The Edridge Collection, par Will Murray, est une histoire du CEESP, le groupe deltagreenoïde déjà croisé dans l’une des dernières nouvelles de Dead but Dreaming II et un peu partout ailleurs. Elle est amusante et, si on aime les Men in Black, assez bien fichue.

An Arkham Home Companion, par Brad Strickland, est encore une réécriture de l’affaire Whateley, qui nous dévoile les liens secrets entre Wilbur et le football américain. Il faudra dresser la liste de tous les trucs qui ont des liens secrets avec Cthulhu, un jour, je suis sûr qu’elle occupera une base de données joufflue à souhait. La nouvelle elle-même fait quatre pages et donne l’impression d’un pas très bon pastiche de Stephen King quand il parle de ses petites villes du Maine.

The Last Temptation of Ricky Perez, par Benjamin Adams conclut sur une note mineure. Quel besoin de mêler Cthulhu à cette (bonne) petite histoire, alors que Satan aurait tout aussi bien fait l’affaire ? Je l’aime bien, cela dit, mais elle est vaguement hors sujet.

Je garde The Bookseller’s Second Wife, The Web, The Idol et Acute Spiritual Fear.
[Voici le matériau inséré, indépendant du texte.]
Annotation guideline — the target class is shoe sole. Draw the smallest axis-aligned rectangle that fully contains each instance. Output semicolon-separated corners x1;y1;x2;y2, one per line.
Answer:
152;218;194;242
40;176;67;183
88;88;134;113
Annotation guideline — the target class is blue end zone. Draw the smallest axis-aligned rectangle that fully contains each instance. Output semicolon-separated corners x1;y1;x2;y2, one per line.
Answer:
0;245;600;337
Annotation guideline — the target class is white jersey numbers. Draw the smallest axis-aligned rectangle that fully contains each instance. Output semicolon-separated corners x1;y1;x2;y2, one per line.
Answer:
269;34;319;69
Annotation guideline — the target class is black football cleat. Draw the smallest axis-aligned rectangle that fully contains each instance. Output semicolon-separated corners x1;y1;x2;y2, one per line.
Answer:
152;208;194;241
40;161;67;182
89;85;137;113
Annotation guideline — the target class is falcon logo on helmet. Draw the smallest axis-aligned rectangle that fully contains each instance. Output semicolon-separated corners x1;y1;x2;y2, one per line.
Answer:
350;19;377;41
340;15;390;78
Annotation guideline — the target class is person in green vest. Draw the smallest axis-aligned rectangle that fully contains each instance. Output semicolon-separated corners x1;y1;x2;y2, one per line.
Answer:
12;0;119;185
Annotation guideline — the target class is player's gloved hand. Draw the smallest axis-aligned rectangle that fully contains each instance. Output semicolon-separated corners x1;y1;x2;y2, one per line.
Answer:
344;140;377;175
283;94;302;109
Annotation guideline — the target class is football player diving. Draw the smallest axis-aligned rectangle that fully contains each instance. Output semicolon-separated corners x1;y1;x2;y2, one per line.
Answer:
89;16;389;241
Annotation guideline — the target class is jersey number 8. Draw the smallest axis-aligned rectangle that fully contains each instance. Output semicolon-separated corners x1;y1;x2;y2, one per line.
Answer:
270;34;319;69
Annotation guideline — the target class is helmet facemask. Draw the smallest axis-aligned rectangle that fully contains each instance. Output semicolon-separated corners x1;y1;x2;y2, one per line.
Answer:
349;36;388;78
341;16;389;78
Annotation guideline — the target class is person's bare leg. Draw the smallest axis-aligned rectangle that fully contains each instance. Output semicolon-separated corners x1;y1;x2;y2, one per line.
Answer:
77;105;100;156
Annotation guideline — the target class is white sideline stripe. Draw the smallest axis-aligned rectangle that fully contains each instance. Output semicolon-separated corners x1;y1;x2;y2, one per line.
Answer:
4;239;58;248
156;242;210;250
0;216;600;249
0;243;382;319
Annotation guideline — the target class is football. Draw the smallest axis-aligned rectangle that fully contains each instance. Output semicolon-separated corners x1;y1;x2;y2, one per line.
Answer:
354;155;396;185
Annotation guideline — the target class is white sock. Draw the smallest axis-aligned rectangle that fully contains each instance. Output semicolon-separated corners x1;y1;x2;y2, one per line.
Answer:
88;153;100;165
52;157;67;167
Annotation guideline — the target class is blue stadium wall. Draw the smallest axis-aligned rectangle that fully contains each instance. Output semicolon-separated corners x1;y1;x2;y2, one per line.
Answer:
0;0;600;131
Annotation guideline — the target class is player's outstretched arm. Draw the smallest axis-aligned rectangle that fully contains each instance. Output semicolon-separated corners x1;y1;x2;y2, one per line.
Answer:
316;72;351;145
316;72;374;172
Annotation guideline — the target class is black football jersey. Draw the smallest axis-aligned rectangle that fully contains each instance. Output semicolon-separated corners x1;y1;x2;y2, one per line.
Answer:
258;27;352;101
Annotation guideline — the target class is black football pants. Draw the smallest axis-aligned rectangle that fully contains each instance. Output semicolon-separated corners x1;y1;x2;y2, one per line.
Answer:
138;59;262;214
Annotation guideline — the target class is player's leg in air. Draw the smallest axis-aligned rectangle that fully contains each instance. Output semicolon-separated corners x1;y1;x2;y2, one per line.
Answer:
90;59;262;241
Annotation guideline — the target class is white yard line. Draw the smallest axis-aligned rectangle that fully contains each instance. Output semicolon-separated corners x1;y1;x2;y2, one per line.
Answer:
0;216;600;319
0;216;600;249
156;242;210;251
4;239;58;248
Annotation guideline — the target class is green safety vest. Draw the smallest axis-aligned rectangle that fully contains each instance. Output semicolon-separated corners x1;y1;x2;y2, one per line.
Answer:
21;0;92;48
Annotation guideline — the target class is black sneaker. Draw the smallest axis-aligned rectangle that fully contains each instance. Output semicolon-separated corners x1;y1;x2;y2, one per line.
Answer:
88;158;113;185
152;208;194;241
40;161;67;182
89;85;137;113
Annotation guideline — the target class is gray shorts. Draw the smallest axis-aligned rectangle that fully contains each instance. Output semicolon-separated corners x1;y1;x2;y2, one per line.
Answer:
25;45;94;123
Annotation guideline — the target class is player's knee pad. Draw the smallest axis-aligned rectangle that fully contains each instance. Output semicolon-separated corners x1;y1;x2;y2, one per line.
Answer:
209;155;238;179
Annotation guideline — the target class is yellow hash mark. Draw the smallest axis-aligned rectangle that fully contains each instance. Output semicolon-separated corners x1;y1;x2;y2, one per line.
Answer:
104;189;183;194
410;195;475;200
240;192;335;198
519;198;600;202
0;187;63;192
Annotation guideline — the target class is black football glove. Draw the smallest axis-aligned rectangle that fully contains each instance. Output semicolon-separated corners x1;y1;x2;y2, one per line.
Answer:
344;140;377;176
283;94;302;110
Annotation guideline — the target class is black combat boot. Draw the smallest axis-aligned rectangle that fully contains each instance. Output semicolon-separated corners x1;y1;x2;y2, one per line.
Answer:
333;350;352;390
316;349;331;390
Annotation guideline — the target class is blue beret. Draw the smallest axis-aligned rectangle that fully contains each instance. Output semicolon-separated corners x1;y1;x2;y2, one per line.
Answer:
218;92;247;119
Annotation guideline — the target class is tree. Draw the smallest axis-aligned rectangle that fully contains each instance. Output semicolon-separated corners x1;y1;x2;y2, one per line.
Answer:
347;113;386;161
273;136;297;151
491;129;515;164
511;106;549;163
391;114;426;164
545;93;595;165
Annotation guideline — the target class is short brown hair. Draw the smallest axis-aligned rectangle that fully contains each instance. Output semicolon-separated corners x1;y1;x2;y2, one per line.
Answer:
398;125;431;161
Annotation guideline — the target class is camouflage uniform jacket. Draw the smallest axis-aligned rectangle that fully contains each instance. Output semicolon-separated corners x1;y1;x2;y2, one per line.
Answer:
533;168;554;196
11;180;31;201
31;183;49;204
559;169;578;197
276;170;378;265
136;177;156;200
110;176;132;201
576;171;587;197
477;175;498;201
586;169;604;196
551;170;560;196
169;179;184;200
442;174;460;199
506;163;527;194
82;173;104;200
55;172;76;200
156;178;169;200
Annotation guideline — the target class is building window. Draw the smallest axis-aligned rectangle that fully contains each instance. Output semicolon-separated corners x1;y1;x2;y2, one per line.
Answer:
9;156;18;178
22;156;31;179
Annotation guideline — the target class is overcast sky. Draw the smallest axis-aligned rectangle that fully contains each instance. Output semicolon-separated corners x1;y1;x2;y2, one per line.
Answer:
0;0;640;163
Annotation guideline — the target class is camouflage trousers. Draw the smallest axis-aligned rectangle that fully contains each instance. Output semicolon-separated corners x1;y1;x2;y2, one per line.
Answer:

En repêchage, je prends The Eldridge Collection et The Last Temptation of Rick Perez. Le reste est soit objectivement pas bon (Eldritch), soit pas ma came (Time in the Hourless House)…

Sur les deux anthologies, le bilan est vite tiré : tâchez de vous procurer la première, ignorez la seconde à moins d’être un complétiste fou dans mon genre.